Das Festival wird mit großem ehrenamtlichen Engagement gestemmt.
Das Festival wird mit großem ehrenamtlichen Engagement gestemmt (Foto: dokKa / Damian Domes).

Das Dokumentarfestival Karlsruhe (dokKa) ist am vergangenen Sonntag mit einer positiven Bilanz zu Ende gegangen. Zwischen dem 13. und 17. Mai 2026 fanden zahlreiche Vorführungen, Filmgespräche und Begleitveranstaltungen in der Kinemathek Karlsruhe und der Schauburg statt. Nach Angaben der Veranstalter wurden über die verschiedenen Festivalformate hinweg rund 1.500 Teilnahmen verzeichnet – ein deutlicher Zuwachs gegenüber dem Vorjahr.

 

Besonders gut angenommen wurden die beiden neuen Formate „dokKa Kids“ sowie das erstmals durchgeführte HfG-Screening. Vor allem die Präsentationen von Studierenden der Hochschule für Gestaltung Karlsruhe stießen auf großes Interesse beim Publikum und sorgten für intensive Diskussionen über dokumentarische Formen und aktuelle Medienkunst.

Filmgespräche bleiben zentrales Markenzeichen

Ein wesentlicher Bestandteil des Festivals waren erneut die Gespräche mit Filmschaffenden sowie den Autorinnen und Autoren im Anschluss an die Vorführungen. Diese direkte Begegnung zwischen Publikum und Kreativen prägt seit Jahren den besonderen Charakter des Festivals und hebt dokKa von klassischen Kinofestivals ab. Auch die flankierenden Veranstaltungen wie das dokKa-Frühstück, Branchentreffen und die Festivalparty wurden laut Veranstalter stark frequentiert.

 

Erstmals wurde in diesem Jahr der dokKa-Förderpreis „Uschi und Bernhard Burger“ verliehen. Die mit 1.500 Euro dotierte Auszeichnung ging an die Filmemacherin Jelena Ilić für ihren Debütfilm „Eine Krankheit wie ein Gedicht“. Die Jury würdigte insbesondere die Verbindung aus Zeichnungen, Archivmaterial und dokumentarischen Elementen zu einer eigenständigen filmischen Form. Der dokKa-Preis des SWR für die beste Hördokumentation ging an Ludwig Berger für „Im Ohr der Landschaft“, ein Feature über die taube Dichterin Josephine Dickinson.
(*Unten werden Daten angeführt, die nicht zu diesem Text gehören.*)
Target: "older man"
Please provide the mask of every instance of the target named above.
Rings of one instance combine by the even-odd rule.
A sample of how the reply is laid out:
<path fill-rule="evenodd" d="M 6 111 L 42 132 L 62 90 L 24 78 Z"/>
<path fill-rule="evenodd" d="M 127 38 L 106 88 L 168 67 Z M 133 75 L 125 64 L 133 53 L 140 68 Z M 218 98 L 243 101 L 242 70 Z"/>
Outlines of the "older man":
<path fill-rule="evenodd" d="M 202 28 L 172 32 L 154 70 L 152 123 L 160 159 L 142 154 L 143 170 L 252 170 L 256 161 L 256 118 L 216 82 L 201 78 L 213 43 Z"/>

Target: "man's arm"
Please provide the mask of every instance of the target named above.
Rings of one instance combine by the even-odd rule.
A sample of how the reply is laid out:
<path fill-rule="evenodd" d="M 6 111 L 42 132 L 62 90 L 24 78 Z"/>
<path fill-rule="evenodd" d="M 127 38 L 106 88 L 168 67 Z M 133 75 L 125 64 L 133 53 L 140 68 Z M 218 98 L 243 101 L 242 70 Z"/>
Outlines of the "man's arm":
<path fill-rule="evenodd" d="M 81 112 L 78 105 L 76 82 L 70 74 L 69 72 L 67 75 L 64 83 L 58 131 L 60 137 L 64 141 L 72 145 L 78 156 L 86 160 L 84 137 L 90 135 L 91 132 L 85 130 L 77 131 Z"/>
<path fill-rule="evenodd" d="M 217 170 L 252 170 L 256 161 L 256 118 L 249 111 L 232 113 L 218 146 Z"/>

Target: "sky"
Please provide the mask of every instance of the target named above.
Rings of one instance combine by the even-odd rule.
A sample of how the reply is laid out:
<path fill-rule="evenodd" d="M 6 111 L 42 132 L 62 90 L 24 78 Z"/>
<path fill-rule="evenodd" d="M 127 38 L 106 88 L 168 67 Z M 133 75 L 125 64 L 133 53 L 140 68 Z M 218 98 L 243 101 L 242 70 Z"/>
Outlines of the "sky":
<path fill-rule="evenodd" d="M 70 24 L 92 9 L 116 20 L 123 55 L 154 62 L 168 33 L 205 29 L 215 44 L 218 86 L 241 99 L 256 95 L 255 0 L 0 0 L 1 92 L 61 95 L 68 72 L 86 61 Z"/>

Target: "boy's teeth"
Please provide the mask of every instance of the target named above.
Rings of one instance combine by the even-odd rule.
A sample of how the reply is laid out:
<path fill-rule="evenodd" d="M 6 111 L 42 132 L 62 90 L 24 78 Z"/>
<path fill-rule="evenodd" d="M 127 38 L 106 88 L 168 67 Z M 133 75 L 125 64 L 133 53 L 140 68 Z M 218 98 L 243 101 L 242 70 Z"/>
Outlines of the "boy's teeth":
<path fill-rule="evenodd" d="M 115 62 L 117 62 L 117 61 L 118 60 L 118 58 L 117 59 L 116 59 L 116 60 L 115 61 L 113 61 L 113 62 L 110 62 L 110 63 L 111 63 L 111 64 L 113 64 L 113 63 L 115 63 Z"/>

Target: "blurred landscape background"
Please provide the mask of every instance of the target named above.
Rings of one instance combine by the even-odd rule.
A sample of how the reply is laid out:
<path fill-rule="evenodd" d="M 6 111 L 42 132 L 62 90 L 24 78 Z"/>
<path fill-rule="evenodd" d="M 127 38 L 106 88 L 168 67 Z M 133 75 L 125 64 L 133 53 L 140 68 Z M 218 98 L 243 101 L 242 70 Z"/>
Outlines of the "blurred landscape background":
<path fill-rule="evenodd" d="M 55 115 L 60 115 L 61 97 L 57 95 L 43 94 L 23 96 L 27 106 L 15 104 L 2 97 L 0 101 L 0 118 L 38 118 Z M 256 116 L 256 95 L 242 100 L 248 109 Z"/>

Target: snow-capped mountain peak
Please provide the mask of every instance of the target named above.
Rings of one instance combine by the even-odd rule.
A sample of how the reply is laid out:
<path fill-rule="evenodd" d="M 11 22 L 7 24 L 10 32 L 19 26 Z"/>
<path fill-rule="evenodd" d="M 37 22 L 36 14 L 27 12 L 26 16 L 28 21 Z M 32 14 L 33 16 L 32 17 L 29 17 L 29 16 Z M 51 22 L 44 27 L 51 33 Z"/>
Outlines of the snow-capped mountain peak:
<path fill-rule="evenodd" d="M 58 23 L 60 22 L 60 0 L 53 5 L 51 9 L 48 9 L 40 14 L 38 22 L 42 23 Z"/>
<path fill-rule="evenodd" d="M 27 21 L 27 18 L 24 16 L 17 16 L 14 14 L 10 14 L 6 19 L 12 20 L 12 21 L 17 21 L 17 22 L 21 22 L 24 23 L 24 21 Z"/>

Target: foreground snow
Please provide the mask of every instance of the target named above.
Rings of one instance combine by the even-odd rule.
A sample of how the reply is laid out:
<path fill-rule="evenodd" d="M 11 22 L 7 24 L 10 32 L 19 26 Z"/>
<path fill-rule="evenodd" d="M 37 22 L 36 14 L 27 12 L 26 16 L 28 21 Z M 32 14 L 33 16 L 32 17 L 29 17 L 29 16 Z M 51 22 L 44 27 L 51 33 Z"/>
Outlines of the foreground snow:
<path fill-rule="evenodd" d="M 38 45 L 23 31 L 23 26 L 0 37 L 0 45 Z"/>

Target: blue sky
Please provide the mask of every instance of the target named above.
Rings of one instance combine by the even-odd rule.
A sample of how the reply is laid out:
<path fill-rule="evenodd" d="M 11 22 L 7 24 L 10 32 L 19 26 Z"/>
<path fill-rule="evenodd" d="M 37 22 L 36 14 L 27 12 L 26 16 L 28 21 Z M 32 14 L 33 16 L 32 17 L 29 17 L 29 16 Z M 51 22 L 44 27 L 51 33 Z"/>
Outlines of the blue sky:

Erfolgreiches Festival – dennoch schwierige Finanzierungslage

Trotz der positiven Resonanz bleibt die wirtschaftliche Situation des Festivals angespannt. Bereits im Vorfeld war öffentlich geworden, dass die Finanzierung des Festivals unter Druck steht. Das laufende Crowdfunding soll nach Angaben der Veranstalter dazu beitragen, die langfristige Zukunft des Festivals abzusichern und finanzielle Lücken auszugleichen. Die bisher eingegangenen Spenden haben wesentlich dazu beigetragen, die Durchführung von dokKa 2026 zu ermöglichen.

 

Gleichzeitig verweist das Festivalteam darauf, dass auch für die kommenden Ausgaben weiterhin zusätzliche finanzielle Unterstützung notwendig sei. Gerade kleinere Film- und Dokumentarfestivals stehen bundesweit zunehmend vor strukturellen Herausforderungen: steigende Veranstaltungs- und Personalkosten treffen vielerorts auf stagnierende Fördermittel und begrenzte Einnahmemöglichkeiten durch Ticketverkäufe.

 

Die nächste Ausgabe des Festivals soll vom 5. bis 9. Mai 2027 stattfinden. Nach dem starken Publikumsinteresse in diesem Jahr dürfte dokKa seine Rolle als wichtiger Treffpunkt für dokumentarische Film- und Medienkultur in Karlsruhe weiter festigen.